怎样找出一个序列中出现次数最多的元素呢?

解决方案

collections.Counter类就是专门为这类问题而设计的,它甚至有一个有用的most_common()方法直接给了你答案。

from collections import Counter
words = ["look", "into", "my", "eyes", "look", "into", "my", "eyes", "the", "eyes", "the", "eyes", "the", "eyes", "not", "around", "the", "eyes", "don"t", "look", "around", "the", "eyes", "look", "into", "my", "eyes", "you"re", "under"]
word_counts = Counter(words)
top_three = word_counts.most_common(3)  # [("eyes", 8), ("the", 5), ("look", 4)]

讨论

Counter对象在几乎所有需要制表或者计数数据的场合是非常有用的工具。在解决这类问题时应该有限选择它,而不是手动的利用字典去实现。

Counter对象可接受任意的由可哈希(hashable)元素构成的序列对象。

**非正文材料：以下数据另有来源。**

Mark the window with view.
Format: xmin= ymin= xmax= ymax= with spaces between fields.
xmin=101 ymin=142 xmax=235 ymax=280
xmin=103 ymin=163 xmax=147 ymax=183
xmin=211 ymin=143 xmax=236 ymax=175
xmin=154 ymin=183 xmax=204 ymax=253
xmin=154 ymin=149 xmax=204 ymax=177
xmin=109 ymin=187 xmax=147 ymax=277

在底层实现上,一个Counter就是一个字典,将元素映射到它出现的次数上。

word_counts["not"]  # 1
word_counts["eyes"]  # 8

如果想手动增加计数,可以简单的使用加法:

morewords = ["why", "are", "you", "not", "looking", "in", "my", "eyes"]
for word in morewords:
    word_counts[word] += 1
"""
word_counts["eyes"] = 9
"""

或者用update()方法:

word_counts.update(morewords)

Counter实例还可以跟数学运算操作相结合,比如:

from collections import Counter
words = ["look", "into", "my", "eyes", "look", "into", "my", "eyes", "the", "eyes", "the", "eyes", "the", "eyes", "not", "around", "the", "eyes", "don"t", "look", "around", "the", "eyes", "look", "into", "my", "eyes", "you"re", "under"]
morewords = ["why", "are", "you", "not", "looking", "in", "my", "eyes"]

a = Counter(words)
b = Counter(morewords)

c = a + b  # c = Counter({"eyes": 9, "the": 5, "look": 4, "my": 4, "into": 3, "not": 2, "around": 2, "don"t": 1, "you"re": 1, "under": 1, "why": 1, "are": 1, "you": 1, "looking": 1, "in": 1})

d = a - b  # d = Counter({"eyes": 7, "the": 5, "look": 4, "into": 3, "my": 2, "around": 2, "don"t": 1, "you"re": 1, "under": 1})